By the way, just in case it’ll help, here is the signature request:

curl -X POST “https://util.cloudflarestream.com/sign/5429e80ab51a8db22dcb6ae695bb548a” -d ‘{“id”: “<key_here>”, “pem”: “<pem_here>”, “nbf”:1614470000,“exp”:1614672000}’

#6

Quick reply! I’d check that you’re using the key you got from Cloudflare and if the owner of the key you’re signing with also owns the video. Easy to mix up the keys! :slight_smile:

#7

Hey @renan ,

Thanks for the input!

I’m not the account owner (he added me as a member, yet I’m an admin), and I was the one that uploaded the videos with my key, so I should be able to sign as well, I trust.

Nevertheless, I will check your theory and update on the result.

Thanks!

#8

Signing keys are owned by accounts (just like videos). So using a signing key made on your own personal account with videos that are owned by some other account will result in a 403.

You can create a new signing key that will work by making a POST request to https://api.cloudflare.com/client/v4/accounts/$account_id_that_owns_the_videos_you_are_signing>/stream/keys

1 Like
#9

Hey @renan,

Thank you! It seems to have fixed the issue.

Please take into consideration, I don’t think that this information was posted anywhere, and it’s very misleading (it actually makes no sense).

Take a look at the scenario:

Key A - My CF key
Key B - Customer’s CF key

  1. My customer added me to his CF account as an admin.
  2. I have used MY key (Key A) to upload the videos through the API - No problem!
  3. I generate links using MY key (Key A) to a video without “require signed url” - No problem!

Problem:
4. I generate links using MY key (Key A) to a video WITH “require signed url” - doesn’t work, and no specific error on the response from CF

No problem:
5. I generate links using my CUSTOMER’s key (Key B) to a video WITH “require signed url” - Works!

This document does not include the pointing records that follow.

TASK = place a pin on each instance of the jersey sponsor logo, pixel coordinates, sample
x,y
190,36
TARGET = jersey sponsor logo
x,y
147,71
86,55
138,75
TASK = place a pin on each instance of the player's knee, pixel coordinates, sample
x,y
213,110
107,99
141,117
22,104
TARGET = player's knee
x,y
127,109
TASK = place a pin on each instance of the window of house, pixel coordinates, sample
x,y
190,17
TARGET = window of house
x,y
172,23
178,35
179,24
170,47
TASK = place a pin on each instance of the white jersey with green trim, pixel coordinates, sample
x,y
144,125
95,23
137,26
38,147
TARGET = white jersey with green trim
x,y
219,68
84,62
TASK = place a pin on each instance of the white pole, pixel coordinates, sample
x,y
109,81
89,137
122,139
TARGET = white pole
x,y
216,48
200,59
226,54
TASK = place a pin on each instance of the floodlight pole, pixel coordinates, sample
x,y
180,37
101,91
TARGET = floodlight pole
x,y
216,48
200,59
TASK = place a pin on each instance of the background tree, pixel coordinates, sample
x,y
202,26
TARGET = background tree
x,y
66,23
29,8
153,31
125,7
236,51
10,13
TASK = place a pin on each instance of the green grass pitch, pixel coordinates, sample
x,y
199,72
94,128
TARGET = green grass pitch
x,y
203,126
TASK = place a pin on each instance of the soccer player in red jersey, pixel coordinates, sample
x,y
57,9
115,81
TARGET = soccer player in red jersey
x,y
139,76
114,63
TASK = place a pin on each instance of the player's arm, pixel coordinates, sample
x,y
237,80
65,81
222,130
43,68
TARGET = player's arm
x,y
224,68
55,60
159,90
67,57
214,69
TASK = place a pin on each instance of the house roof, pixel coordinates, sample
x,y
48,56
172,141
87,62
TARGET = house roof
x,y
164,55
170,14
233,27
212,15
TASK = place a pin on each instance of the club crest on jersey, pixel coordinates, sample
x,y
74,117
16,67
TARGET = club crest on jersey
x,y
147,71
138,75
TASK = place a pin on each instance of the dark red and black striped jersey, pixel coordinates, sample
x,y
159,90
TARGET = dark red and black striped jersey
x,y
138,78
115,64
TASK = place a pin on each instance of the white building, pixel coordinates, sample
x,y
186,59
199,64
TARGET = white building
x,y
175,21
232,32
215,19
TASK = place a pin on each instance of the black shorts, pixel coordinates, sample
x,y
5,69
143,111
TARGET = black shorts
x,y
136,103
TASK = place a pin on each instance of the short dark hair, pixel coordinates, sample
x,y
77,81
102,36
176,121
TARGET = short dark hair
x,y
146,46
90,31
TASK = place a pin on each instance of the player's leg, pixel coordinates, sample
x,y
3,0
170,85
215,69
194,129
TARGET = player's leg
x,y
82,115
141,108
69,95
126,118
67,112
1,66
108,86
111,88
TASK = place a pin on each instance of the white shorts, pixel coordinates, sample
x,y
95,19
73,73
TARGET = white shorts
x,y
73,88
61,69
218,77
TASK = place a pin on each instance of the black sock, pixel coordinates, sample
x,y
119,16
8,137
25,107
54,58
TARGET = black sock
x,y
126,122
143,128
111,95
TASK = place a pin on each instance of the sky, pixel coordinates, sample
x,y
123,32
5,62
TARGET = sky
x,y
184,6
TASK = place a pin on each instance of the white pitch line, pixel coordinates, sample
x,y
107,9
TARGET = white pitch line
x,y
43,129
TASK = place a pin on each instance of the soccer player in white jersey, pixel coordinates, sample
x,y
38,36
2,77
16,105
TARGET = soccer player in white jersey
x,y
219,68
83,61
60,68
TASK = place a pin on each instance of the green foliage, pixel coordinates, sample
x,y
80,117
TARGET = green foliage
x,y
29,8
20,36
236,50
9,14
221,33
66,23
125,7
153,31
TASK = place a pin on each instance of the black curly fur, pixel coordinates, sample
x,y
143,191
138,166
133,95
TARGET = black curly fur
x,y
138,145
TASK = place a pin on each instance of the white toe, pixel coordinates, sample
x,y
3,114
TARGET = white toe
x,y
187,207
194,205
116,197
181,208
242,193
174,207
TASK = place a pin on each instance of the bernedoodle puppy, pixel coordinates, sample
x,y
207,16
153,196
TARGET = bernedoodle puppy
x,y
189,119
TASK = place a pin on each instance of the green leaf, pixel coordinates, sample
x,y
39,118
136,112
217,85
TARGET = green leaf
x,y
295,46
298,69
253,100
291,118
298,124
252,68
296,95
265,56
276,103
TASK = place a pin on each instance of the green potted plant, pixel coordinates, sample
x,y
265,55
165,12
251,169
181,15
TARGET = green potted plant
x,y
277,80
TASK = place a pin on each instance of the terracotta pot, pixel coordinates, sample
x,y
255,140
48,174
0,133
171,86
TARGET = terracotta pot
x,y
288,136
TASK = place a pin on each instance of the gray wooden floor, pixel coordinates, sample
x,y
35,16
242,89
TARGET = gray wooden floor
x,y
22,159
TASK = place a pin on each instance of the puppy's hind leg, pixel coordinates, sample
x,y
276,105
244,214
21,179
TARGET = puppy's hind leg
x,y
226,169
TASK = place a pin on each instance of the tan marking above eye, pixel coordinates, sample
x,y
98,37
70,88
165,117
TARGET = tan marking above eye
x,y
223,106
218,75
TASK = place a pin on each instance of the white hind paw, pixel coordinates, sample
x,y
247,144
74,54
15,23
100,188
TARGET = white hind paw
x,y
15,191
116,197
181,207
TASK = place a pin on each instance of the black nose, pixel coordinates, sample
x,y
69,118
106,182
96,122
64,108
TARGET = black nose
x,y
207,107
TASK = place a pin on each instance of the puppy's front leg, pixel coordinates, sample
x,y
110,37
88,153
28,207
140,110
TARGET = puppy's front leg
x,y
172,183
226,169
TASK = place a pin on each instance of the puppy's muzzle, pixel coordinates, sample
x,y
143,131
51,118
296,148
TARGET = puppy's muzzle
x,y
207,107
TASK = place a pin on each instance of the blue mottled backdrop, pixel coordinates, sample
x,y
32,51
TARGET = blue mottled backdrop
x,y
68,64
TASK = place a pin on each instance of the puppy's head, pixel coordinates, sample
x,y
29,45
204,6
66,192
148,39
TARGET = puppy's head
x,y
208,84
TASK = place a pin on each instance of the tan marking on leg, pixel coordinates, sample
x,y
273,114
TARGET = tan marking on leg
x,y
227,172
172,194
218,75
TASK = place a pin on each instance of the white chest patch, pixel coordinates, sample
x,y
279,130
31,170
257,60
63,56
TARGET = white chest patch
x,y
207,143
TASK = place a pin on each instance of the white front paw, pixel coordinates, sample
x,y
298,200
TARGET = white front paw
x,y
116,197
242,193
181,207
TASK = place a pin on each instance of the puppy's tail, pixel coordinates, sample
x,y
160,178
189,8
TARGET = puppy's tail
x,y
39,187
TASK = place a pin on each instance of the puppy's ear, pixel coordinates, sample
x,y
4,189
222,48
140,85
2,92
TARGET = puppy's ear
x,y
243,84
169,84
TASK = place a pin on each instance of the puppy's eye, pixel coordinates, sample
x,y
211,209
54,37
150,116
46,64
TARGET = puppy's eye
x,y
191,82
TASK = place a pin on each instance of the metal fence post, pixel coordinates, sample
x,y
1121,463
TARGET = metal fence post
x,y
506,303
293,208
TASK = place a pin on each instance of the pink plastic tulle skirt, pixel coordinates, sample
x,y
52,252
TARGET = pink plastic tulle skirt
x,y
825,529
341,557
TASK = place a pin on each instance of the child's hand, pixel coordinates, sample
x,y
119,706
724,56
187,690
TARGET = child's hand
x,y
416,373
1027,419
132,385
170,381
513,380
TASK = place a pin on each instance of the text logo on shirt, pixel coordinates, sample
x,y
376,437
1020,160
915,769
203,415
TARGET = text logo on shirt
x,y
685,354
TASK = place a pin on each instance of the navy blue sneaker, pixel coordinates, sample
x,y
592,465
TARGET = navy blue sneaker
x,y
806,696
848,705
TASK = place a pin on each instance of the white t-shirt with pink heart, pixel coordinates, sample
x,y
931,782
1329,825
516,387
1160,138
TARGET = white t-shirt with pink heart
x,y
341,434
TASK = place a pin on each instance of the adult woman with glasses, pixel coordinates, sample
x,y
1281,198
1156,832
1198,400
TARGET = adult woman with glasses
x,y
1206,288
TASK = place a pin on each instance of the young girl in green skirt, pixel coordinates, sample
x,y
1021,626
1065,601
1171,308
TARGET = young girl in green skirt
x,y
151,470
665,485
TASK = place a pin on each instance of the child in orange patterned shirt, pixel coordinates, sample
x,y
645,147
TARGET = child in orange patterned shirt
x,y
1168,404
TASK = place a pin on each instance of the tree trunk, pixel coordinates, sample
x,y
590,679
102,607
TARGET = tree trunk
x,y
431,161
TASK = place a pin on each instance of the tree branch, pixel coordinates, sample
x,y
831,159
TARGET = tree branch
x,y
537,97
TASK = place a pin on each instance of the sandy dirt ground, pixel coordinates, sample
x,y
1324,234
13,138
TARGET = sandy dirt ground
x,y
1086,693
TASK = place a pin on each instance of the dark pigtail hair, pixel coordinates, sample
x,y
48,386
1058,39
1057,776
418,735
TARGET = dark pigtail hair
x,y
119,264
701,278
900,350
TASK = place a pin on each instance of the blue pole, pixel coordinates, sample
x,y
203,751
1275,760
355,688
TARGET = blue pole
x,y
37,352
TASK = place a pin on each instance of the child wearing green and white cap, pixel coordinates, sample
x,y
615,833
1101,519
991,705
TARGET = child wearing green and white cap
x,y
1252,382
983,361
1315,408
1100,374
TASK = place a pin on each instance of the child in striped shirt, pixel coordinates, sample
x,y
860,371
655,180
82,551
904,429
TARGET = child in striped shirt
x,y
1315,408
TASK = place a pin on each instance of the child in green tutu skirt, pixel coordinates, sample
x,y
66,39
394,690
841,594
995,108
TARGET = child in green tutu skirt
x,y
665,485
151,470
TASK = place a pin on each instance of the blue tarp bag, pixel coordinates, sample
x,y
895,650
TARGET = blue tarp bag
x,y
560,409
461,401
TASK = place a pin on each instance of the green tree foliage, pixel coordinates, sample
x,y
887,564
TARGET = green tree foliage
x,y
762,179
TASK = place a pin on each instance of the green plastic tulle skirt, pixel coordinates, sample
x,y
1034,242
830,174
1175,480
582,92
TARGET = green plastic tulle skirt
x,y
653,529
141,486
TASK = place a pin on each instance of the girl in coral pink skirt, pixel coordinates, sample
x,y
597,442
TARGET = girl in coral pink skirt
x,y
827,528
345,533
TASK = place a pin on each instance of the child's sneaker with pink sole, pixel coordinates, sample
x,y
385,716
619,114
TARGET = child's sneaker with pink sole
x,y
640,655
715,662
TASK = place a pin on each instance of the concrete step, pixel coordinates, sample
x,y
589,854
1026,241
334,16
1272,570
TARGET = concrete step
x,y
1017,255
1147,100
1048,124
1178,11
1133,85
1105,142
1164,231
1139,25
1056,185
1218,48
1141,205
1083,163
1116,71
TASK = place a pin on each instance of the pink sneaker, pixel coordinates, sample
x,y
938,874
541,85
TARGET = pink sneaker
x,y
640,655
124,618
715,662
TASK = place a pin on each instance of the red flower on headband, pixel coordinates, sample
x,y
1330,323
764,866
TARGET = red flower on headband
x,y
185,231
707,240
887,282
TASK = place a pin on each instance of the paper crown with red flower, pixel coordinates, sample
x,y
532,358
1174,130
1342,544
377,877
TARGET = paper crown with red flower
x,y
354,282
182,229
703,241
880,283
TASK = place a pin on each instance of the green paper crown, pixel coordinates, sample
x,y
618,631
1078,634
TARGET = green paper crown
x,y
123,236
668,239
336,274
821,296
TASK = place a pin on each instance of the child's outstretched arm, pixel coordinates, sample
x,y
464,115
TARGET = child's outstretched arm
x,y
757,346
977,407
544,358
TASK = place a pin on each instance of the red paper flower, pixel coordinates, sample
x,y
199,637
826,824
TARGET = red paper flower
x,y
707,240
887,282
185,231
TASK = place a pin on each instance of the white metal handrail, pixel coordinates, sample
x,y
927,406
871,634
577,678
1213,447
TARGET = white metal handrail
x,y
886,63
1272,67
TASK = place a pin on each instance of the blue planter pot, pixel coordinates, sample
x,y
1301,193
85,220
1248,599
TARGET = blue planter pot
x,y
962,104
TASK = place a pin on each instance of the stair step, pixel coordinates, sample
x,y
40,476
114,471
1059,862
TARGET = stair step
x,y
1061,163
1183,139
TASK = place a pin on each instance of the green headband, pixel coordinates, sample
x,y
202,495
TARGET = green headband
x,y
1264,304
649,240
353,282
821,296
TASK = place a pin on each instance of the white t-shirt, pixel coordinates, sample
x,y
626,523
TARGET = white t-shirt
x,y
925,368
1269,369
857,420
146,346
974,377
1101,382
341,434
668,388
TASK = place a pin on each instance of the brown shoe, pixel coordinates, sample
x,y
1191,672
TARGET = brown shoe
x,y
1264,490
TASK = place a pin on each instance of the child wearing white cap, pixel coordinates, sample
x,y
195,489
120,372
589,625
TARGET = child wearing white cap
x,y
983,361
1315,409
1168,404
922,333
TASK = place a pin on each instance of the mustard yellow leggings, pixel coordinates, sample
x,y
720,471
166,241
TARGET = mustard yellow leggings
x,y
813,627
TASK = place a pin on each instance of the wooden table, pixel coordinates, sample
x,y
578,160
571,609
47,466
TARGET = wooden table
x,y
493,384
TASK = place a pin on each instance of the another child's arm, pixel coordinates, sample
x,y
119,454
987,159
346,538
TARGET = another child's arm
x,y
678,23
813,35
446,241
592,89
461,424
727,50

Now, I hope you see where the issue is - I can do everything with my key except generating urls for videos with “require signed url”.

Note - the videos were uploaded with KEY A, but can only be viewed securely by KEY B.

From my perspective it’s a bug, as I would expect not to be able to generate links at all, and even not upload the videos… but when one function out of everything doesn’t work, without any specific error, and I can’t even find any explanation for this in the documentation - it’s a bug.

I hope CF will take this into consideration, as this cost us a lot of debugging time, and definitely me in frustration and stress-choclate-eating :slight_smile:

In other words - thank you so much for your insights, and I really hope this would be more clear on the documentation (or fixed if you consider it as a bug like I do), so other customers wouldn’t need to find this as well.

Cheers!

#10

This topic was automatically closed 3 days after the last reply. New replies are no longer allowed.